Der alte Mann fragte plötzlich: „Euer Herr hat euch einst durch diesen Ort geführt, nicht wahr? Ich sah in der Nähe Spuren eines Lagerfeuers, obwohl sie alle vom Wind und Regen fortgeweht wurden, und das Gras ist noch nicht nachgewachsen.“

Qingchen dachte einen Moment nach und sagte: „Mein Meister und ich haben hier unser Lager aufgeschlagen, nachdem wir aus Gefängnis Nr. 18 entlassen wurden. Damals waren wir drei Tage und drei Nächte zu Fuß unterwegs, aber dieses Mal sind wir mit dem Auto in nur einem Tag angekommen. Dem Plan zufolge werden wir in sechs Tagen den Rand des Verbotenen Landes Nr. 002 erreichen.“

„Ich beneide dich wirklich. Ich wünschte, ich könnte auch ein Ritter werden“, sagte der alte Mann lächelnd.

In diesem Moment ertönte aus der Ferne das Dröhnen eines Motors.

Qing Chen warf Hu Xiaoniu einen Blick zu: „Lade die Waffen aus dem Auto und gib sie mir.

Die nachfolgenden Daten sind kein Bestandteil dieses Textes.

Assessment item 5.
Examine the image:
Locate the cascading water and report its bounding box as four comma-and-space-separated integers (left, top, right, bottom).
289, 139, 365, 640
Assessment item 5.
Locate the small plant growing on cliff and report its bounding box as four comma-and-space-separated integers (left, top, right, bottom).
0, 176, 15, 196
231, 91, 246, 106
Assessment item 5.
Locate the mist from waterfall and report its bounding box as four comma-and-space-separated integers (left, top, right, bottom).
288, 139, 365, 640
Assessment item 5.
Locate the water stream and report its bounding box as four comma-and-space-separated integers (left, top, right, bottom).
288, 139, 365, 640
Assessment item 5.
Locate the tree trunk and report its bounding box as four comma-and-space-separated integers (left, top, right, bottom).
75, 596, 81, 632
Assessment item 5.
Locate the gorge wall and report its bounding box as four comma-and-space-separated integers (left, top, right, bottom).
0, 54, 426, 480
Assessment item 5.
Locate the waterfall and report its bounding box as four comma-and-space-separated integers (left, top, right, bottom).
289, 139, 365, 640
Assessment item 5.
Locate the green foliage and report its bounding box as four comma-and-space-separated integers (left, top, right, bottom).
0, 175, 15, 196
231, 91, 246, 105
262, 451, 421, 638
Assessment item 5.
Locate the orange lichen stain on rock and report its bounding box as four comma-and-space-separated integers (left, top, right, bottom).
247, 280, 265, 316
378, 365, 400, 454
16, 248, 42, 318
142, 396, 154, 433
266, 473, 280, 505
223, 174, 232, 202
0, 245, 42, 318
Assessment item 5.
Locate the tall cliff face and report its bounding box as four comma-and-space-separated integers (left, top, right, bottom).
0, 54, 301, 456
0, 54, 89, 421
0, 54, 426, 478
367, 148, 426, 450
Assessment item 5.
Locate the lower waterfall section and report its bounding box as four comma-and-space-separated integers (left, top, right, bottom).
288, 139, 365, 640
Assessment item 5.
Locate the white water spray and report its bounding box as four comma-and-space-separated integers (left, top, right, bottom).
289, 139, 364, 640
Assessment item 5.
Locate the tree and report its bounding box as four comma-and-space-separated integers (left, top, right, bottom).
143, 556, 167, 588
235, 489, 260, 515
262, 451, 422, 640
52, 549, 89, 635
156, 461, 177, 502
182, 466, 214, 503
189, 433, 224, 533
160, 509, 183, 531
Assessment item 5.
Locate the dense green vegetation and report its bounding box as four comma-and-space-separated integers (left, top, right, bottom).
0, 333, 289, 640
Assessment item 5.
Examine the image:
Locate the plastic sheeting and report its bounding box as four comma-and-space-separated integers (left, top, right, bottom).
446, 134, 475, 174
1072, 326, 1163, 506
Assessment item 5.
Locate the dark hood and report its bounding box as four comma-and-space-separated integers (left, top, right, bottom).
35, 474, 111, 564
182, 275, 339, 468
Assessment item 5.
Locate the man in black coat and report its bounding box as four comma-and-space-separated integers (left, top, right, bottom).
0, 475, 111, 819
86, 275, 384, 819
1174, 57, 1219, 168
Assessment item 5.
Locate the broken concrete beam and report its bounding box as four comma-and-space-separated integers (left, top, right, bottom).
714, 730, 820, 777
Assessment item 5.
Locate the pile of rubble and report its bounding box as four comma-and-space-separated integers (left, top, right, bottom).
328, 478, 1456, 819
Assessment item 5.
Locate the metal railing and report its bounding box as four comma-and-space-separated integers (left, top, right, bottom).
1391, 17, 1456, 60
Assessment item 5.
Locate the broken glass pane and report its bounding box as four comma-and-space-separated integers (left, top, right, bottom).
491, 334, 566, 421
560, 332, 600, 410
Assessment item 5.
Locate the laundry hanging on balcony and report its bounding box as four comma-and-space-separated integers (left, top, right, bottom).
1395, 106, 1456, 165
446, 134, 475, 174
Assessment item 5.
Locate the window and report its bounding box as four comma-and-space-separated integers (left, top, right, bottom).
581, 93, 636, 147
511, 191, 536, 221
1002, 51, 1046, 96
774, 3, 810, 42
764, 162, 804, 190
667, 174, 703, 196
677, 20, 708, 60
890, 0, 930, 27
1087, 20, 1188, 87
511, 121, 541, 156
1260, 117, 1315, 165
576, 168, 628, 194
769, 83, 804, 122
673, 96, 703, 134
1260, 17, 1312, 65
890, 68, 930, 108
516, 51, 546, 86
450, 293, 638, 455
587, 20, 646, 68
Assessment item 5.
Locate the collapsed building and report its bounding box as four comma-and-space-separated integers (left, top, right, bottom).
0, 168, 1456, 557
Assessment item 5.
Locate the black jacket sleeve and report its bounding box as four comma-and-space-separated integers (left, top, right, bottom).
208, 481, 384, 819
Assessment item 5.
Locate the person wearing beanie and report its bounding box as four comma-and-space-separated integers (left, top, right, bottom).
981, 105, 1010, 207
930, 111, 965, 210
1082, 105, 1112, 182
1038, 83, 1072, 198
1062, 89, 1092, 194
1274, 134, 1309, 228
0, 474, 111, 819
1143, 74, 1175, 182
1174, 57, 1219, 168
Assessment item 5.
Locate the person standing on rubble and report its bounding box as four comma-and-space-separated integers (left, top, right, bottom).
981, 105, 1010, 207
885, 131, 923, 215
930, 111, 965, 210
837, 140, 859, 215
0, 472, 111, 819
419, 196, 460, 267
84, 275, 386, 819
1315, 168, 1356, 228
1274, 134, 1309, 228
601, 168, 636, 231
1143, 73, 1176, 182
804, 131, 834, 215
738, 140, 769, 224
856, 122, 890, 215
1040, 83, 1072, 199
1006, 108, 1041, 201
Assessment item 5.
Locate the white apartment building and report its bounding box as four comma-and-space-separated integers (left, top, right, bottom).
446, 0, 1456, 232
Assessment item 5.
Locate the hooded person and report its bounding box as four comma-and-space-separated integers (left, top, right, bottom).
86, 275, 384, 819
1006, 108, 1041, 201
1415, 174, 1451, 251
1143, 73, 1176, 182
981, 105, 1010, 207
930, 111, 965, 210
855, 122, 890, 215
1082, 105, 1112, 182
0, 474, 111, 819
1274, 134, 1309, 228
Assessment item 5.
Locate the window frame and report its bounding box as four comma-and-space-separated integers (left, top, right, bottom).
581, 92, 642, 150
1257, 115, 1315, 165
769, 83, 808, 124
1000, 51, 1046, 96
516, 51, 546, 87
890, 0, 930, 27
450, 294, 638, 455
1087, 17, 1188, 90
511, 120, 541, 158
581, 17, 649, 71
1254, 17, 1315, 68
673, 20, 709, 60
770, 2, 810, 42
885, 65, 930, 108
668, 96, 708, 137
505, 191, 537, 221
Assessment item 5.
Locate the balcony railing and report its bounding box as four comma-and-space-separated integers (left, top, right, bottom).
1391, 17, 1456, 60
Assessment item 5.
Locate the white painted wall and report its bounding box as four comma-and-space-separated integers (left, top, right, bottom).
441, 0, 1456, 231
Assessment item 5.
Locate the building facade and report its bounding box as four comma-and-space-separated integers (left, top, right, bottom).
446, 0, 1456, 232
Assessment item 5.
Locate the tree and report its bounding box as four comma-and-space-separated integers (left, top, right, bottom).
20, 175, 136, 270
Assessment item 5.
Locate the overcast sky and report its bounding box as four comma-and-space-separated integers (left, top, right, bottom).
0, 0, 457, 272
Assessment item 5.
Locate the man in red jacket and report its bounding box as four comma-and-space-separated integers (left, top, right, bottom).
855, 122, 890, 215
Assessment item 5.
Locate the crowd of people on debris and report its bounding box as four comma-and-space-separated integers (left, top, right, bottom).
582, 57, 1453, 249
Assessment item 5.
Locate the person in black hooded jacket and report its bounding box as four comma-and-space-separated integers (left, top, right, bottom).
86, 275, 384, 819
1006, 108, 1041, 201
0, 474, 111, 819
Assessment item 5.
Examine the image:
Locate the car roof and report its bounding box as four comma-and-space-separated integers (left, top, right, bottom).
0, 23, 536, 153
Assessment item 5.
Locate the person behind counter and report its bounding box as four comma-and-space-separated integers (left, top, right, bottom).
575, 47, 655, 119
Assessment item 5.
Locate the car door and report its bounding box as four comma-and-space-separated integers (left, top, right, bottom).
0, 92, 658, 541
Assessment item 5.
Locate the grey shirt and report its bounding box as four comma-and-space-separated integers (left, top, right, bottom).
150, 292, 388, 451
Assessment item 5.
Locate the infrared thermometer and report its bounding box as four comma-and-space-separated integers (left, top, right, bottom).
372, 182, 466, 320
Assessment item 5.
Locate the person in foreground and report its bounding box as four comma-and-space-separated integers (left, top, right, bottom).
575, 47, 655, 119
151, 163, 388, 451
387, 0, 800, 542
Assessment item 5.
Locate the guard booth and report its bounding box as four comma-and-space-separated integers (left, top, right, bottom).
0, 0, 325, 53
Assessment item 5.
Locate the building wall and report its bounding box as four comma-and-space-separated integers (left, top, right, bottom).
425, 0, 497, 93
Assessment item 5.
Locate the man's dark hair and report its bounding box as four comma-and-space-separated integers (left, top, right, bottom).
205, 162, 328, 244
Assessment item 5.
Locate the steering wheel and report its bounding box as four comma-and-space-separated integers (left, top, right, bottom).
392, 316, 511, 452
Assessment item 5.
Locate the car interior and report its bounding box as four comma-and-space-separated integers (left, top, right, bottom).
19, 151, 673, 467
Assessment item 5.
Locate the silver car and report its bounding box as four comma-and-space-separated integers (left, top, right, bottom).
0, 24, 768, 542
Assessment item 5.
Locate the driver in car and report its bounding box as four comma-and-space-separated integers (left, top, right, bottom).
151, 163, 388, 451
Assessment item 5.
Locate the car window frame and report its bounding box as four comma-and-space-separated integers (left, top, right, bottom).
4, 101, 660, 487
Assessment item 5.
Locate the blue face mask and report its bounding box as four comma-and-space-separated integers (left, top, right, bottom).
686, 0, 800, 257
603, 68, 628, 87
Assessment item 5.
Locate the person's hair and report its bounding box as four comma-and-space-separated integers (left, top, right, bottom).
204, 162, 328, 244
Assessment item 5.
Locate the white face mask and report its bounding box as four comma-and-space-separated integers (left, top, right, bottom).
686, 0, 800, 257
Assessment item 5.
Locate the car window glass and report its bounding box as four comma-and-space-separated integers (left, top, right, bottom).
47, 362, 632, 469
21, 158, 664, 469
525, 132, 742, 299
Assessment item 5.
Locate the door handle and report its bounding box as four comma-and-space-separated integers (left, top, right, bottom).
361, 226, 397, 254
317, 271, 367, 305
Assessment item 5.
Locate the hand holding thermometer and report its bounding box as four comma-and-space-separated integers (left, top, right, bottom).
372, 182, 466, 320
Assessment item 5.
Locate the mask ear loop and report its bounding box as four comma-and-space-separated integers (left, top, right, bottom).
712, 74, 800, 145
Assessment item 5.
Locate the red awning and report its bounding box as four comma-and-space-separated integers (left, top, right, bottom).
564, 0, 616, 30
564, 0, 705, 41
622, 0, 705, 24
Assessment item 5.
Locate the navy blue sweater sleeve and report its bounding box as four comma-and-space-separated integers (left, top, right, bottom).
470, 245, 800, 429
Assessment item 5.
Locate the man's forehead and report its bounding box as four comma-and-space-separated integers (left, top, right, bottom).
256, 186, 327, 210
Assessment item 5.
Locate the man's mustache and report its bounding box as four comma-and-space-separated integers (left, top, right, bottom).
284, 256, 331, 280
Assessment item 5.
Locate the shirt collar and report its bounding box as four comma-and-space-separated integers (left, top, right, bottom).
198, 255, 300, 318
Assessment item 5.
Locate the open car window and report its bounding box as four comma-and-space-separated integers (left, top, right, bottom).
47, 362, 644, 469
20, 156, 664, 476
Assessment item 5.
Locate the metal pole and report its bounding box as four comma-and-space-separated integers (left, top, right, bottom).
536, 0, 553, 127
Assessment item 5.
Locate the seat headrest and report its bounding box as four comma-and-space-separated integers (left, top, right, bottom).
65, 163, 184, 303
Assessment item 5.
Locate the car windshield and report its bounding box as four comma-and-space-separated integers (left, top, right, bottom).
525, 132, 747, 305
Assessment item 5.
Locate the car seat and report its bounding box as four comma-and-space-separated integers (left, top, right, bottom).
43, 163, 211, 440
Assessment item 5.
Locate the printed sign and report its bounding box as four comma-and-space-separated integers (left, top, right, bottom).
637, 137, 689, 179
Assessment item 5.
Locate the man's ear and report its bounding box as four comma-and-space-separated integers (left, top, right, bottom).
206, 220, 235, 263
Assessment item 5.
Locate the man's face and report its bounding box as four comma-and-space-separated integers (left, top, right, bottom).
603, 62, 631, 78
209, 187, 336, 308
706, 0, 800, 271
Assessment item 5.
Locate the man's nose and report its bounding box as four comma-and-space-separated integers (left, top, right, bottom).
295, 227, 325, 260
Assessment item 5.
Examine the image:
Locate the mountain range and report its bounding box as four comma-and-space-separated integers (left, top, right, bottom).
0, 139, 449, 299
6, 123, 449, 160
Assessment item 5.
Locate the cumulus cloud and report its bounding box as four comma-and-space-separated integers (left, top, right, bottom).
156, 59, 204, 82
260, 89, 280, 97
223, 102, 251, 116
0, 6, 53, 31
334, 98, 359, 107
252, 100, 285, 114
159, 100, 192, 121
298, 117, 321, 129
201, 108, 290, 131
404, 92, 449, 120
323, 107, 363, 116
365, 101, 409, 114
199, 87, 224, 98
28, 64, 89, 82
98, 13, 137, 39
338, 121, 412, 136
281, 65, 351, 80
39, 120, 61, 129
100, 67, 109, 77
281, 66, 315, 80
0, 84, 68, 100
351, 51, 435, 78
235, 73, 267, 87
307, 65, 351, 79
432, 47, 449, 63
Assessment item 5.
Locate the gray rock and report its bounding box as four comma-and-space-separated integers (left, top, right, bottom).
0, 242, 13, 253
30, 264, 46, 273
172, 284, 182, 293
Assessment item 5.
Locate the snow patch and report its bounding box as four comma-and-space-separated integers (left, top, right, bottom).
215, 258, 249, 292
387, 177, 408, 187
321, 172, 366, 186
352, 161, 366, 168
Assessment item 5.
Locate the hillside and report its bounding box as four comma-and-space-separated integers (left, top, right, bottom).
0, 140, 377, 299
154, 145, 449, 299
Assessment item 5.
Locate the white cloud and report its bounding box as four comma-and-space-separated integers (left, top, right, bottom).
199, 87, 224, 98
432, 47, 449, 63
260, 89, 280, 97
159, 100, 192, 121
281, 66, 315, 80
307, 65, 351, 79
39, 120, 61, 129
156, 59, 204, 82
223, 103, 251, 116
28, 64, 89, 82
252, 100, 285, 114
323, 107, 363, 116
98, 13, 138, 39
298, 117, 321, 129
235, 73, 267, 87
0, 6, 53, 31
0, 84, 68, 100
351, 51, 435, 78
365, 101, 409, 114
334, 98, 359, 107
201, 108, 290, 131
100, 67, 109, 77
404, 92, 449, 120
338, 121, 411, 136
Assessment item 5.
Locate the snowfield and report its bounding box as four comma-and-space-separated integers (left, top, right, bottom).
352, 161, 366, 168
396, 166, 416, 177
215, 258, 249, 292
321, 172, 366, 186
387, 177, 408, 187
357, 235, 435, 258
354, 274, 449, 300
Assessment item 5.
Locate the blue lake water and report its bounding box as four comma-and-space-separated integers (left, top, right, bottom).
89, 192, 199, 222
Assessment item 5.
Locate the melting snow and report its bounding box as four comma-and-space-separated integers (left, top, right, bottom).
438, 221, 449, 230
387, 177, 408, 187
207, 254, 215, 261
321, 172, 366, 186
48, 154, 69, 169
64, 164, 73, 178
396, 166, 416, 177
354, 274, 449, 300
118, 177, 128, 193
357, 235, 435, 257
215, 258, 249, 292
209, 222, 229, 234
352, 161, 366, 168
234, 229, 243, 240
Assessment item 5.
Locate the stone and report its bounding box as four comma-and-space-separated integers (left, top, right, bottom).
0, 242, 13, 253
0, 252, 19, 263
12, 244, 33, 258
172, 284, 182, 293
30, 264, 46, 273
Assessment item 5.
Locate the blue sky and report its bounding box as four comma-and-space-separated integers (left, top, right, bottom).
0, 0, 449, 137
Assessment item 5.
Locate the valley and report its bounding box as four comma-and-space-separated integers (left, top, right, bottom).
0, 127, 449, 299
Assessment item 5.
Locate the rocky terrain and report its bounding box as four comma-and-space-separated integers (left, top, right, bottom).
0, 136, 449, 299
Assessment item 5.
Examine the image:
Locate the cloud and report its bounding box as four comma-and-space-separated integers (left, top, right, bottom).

Falls sie später anhalten, kümmerst du dich darum. Alter, steck dir den Bart wieder an; ich fürchte, du würdest sie verschrecken.“

Der Konvoi traf schnell ein und hielt neben Qingchens Lager.

Qi Duo und Zhang Lanjin sprangen aus dem Auto. Der andere tat so, als er erkenne er Hu Xiaoniu nicht und begrüßte ihn herzlich und höflich: „Guten Abend zusammen. Es wird spät. Dies ist der beste Campingplatz in der Nähe. Dürfen wir hier zelten?“

Qing Chen wunderte sich, warum die andere Partei so tat, als kenne sie Hu Xiaoniu nicht.

Das stimmt. Die Gegenseite war sich weder ihrer Identität sicher, noch ob diese „wichtigen Persönlichkeiten des Qing-Clans“ wussten, dass Hu Xiaoniu ein Zeitreisender war. Deshalb zögerten sie, ihn anzuerkennen, um Hu Xiaoniu keine Schwierigkeiten zu bereiten.

Wenn das wirklich ihre Meinung ist, dann hegen diese Leute tatsächlich Wohlwollen gegenüber Hu Xiaoniu.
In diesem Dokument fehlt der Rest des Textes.